The title compound was prepared following General Procedure E using Fmoc-Dab-OH (1.0 g, 2.94 mmol, 1 eq), NMM (970 µL, 8.82 mmol, 0.92 g cm⁻³, 3 eq) and 2-chloro-2,2-difluoroacetic anhydride (857 mg, 3.53 mmol, 1.2 eq) in dry THF (20 mL). The crude product was purified by reversed-phase chromatography (eluent: H₂O/ACN with 0.1% TFA) to provide the title compound 26d (306.2 mg, 23.3%) as a white solid.

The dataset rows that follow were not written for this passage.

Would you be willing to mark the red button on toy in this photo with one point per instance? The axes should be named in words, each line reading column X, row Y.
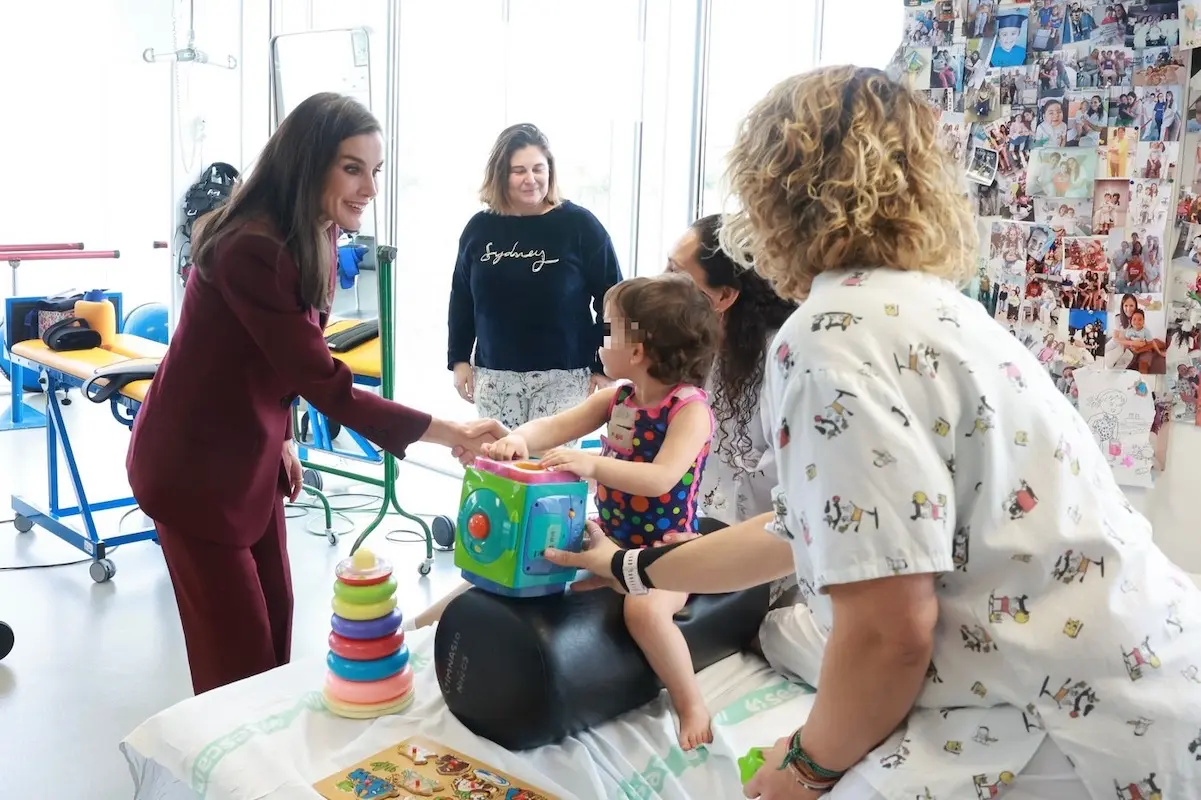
column 478, row 525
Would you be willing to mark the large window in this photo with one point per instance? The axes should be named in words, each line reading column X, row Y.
column 847, row 37
column 752, row 46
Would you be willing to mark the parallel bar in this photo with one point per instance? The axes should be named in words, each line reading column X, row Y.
column 66, row 255
column 77, row 245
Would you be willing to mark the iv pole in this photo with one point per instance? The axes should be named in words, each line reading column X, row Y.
column 190, row 52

ESI-MS (m/z): [M+Na]⁺ 475.03/477.02 (3:1); ¹H NMR (400 MHz, DMSO-d₆): δ 12.65 (bs, 1H), 9.29 (t, J = 5.3 Hz, 1H), 7.89 (d, J = 7.5 Hz, 2H), 7.72 (dd, J = 7.8, 3.7 Hz, 3H), 7.42 (t, J = 7.3 Hz, 2H), 7.38–7.28 (m, 2H), 4.33–4.18 (m, 3H), 4.01 (td, J = 9.4, 4.7 Hz, 1H), 3.27 (dd, J = 13.3, 7.3 Hz, 2H), 2.01 (qd, J = 7.7, 4.9 Hz, 1H), 1.88–1.74 (m, 1H); ¹³C NMR (101 MHz, DMSO-d₆): δ 173.4, 158.7 (t, J = 29.5 Hz), 156.1, 143.8, 140.7, 127.7, 127.1, 125.3 (d, J = 4.3 Hz), 120.1, 119.0 (t, J = 302.6 Hz), 65.7, 51.5, 46.6, 36.7, 29.7; ¹⁹F NMR (376 MHz, DMSO-d₆): δ –62.72 (s, 2F).

(S)-2-((((9H-Fluoren-9-yl)methoxy)carbonyl)amino)-4-(2-bromo-2,2-difluoroacetamido)butanoic acid (26e)

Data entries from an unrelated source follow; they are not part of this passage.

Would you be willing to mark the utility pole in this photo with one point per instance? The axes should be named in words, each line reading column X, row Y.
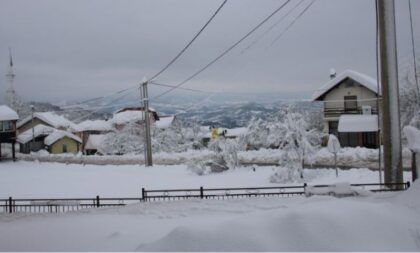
column 148, row 150
column 33, row 131
column 391, row 132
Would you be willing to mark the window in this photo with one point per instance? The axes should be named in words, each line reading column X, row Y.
column 6, row 126
column 350, row 103
column 333, row 127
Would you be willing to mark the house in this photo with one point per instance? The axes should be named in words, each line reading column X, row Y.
column 91, row 127
column 351, row 108
column 8, row 119
column 61, row 141
column 93, row 143
column 165, row 121
column 45, row 137
column 33, row 139
column 45, row 118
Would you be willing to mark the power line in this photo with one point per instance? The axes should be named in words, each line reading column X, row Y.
column 291, row 24
column 172, row 86
column 99, row 98
column 225, row 52
column 414, row 52
column 189, row 44
column 271, row 27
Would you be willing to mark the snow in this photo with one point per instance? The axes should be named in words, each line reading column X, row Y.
column 232, row 132
column 51, row 119
column 59, row 134
column 38, row 130
column 333, row 144
column 6, row 113
column 127, row 117
column 363, row 79
column 358, row 123
column 374, row 222
column 165, row 121
column 94, row 141
column 413, row 138
column 93, row 125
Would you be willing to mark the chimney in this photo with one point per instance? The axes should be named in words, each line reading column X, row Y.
column 333, row 74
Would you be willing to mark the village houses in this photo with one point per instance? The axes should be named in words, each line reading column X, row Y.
column 8, row 118
column 351, row 101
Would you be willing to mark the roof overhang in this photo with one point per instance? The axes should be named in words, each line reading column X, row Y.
column 358, row 123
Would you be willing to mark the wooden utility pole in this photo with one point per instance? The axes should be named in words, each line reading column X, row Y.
column 148, row 161
column 388, row 68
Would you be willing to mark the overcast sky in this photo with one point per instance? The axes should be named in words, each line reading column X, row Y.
column 77, row 49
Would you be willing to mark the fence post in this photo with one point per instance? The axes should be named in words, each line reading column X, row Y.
column 10, row 205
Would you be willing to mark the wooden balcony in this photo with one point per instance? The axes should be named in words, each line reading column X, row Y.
column 8, row 137
column 336, row 112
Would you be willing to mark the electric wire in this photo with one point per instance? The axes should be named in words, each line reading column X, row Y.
column 181, row 88
column 292, row 23
column 189, row 44
column 224, row 52
column 271, row 27
column 414, row 51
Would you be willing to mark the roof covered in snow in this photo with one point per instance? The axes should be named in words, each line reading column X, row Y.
column 58, row 135
column 165, row 121
column 358, row 123
column 6, row 113
column 234, row 132
column 366, row 81
column 39, row 130
column 93, row 125
column 94, row 141
column 50, row 118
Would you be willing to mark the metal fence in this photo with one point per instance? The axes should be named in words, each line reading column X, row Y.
column 55, row 205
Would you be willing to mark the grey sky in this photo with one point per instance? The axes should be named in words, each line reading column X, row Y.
column 85, row 48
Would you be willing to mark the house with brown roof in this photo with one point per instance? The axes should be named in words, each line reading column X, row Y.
column 351, row 101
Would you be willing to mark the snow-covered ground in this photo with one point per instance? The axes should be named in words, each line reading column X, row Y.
column 348, row 157
column 57, row 180
column 377, row 222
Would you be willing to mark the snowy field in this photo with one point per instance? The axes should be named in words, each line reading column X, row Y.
column 377, row 222
column 56, row 180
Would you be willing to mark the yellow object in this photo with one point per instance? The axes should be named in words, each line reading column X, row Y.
column 214, row 133
column 64, row 145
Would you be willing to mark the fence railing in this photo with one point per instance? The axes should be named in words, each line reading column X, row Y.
column 55, row 205
column 224, row 193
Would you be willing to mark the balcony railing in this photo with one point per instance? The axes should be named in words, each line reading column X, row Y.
column 8, row 136
column 337, row 111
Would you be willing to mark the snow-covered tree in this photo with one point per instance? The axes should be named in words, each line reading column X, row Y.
column 226, row 150
column 297, row 142
column 128, row 140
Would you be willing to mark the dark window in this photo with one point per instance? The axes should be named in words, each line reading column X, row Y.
column 6, row 126
column 349, row 139
column 369, row 139
column 333, row 127
column 350, row 103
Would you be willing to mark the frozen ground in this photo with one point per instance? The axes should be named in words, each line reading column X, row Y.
column 377, row 222
column 56, row 180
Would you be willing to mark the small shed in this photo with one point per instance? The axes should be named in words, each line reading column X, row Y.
column 8, row 118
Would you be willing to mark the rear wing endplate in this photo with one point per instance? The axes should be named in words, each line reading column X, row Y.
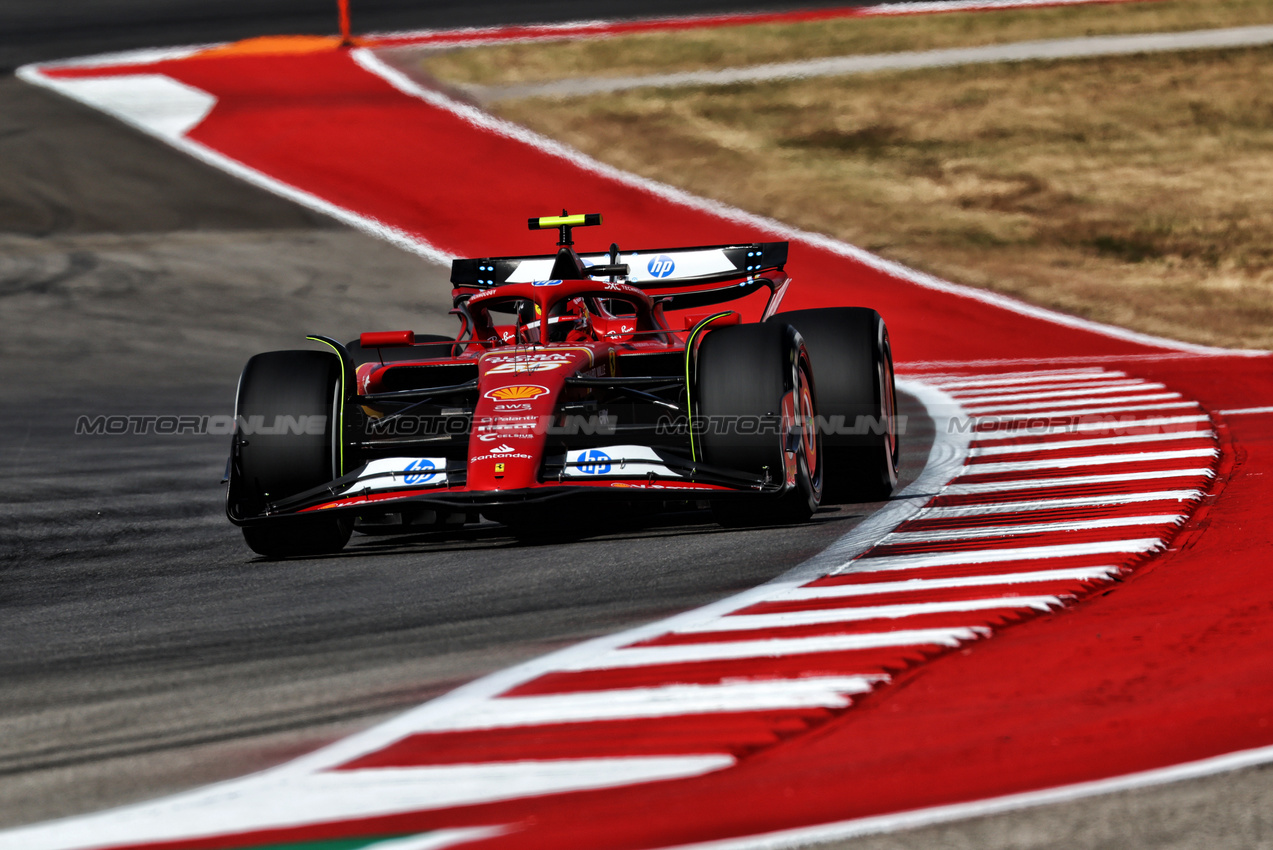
column 652, row 269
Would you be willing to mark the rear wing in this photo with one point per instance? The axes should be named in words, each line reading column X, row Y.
column 652, row 270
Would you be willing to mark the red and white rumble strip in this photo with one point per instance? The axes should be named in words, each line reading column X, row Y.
column 1041, row 487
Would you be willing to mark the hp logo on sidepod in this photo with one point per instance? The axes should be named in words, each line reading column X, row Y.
column 661, row 266
column 423, row 468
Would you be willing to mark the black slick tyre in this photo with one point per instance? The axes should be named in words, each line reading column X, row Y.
column 857, row 398
column 755, row 395
column 287, row 392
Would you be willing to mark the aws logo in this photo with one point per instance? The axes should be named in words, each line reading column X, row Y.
column 517, row 392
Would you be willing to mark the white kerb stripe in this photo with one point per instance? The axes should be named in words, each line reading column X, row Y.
column 1061, row 445
column 1078, row 411
column 829, row 692
column 1123, row 424
column 947, row 512
column 921, row 585
column 977, row 487
column 1087, row 392
column 875, row 564
column 1030, row 528
column 1091, row 459
column 820, row 616
column 1021, row 378
column 975, row 392
column 1075, row 402
column 777, row 648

The title compound was prepared following General Procedure E using Fmoc-Dab-OH (1.0 g, 2.94 mmol, 1 eq), NMM (970 µL, 8.82 mmol, 0.92 g cm⁻³, 3 eq) and 2-bromo-2,2-difluoroacetic anhydride (1.17 g, 3.53 mmol, 1.2 eq) in dry THF (20 mL). The crude product was purified by reversed-phase chromatography (eluent: H₂O/ACN with 0.1% TFA) to provide the title compound 26e (341.7 mg, 23.7%) as a white solid.

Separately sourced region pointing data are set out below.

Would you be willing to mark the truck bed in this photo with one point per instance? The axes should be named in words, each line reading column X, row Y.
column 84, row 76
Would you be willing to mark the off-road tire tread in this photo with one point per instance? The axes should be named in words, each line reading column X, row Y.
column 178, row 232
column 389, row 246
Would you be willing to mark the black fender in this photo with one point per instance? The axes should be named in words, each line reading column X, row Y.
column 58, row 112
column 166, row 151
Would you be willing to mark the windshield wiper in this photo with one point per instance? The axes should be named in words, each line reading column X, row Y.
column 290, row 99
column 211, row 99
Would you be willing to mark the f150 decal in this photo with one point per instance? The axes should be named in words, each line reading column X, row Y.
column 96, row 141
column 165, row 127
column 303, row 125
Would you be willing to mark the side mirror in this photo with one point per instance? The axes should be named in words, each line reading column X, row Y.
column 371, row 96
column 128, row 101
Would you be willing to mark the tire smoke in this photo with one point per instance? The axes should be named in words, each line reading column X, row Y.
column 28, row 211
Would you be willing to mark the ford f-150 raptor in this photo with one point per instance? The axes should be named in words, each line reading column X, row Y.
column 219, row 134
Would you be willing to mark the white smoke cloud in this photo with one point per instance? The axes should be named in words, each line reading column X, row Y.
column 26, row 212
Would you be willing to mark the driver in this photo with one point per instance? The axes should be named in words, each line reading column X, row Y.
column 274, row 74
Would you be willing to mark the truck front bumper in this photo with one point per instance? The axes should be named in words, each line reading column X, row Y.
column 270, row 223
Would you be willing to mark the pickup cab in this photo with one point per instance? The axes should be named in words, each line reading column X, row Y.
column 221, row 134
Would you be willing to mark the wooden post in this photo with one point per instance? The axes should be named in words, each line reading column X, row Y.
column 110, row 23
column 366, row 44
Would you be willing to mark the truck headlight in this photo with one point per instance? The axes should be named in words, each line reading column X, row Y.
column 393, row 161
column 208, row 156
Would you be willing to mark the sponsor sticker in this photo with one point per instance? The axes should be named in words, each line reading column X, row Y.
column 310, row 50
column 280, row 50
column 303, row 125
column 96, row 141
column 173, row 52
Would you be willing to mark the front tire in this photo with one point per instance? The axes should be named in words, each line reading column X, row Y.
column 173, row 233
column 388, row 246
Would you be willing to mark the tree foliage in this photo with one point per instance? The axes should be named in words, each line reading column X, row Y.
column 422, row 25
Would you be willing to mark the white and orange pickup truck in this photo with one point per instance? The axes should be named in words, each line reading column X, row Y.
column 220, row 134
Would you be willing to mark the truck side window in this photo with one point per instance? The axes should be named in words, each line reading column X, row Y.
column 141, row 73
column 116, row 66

ESI-MS (m/z): [M+Na]⁺ 518.97/520.97 (1:1); ¹H NMR (400 MHz, DMSO-d₆): δ 12.70 (s, 1H), 9.23 (t, J = 5.2 Hz, 1H), 7.89 (d, J = 7.5 Hz, 2H), 7.73 (dd, J = 7.7, 3.9 Hz, 3H), 7.42 (t, J = 7.2 Hz, 2H), 7.33 (ddd, J = 7.4, 4.4, 1.3 Hz, 2H), 4.37–4.15 (m, 4H), 4.01 (td, J = 8.9, 4.7 Hz, 1H), 3.26 (dd, J = 12.8, 6.4 Hz, 2H), 2.01 (td, J = 12.8, 7.5 Hz, 1H), 1.81 (tt, J = 10.1, 5.0 Hz, 1H); ¹³C NMR (101 MHz, DMSO-d₆): δ 173.5, 159.6 (t, J = 27.0 Hz), 156.1, 143.8, 140.7, 127.7, 127.1, 125.3 (d, J = 4.4 Hz), 120.1, 111.8 (t, J = 314.9 Hz), 65.7, 51.5, 46.6, 36.6, 29.7; ¹⁹F NMR (376 MHz, DMSO-d₆): δ –59.97 (s, 2F).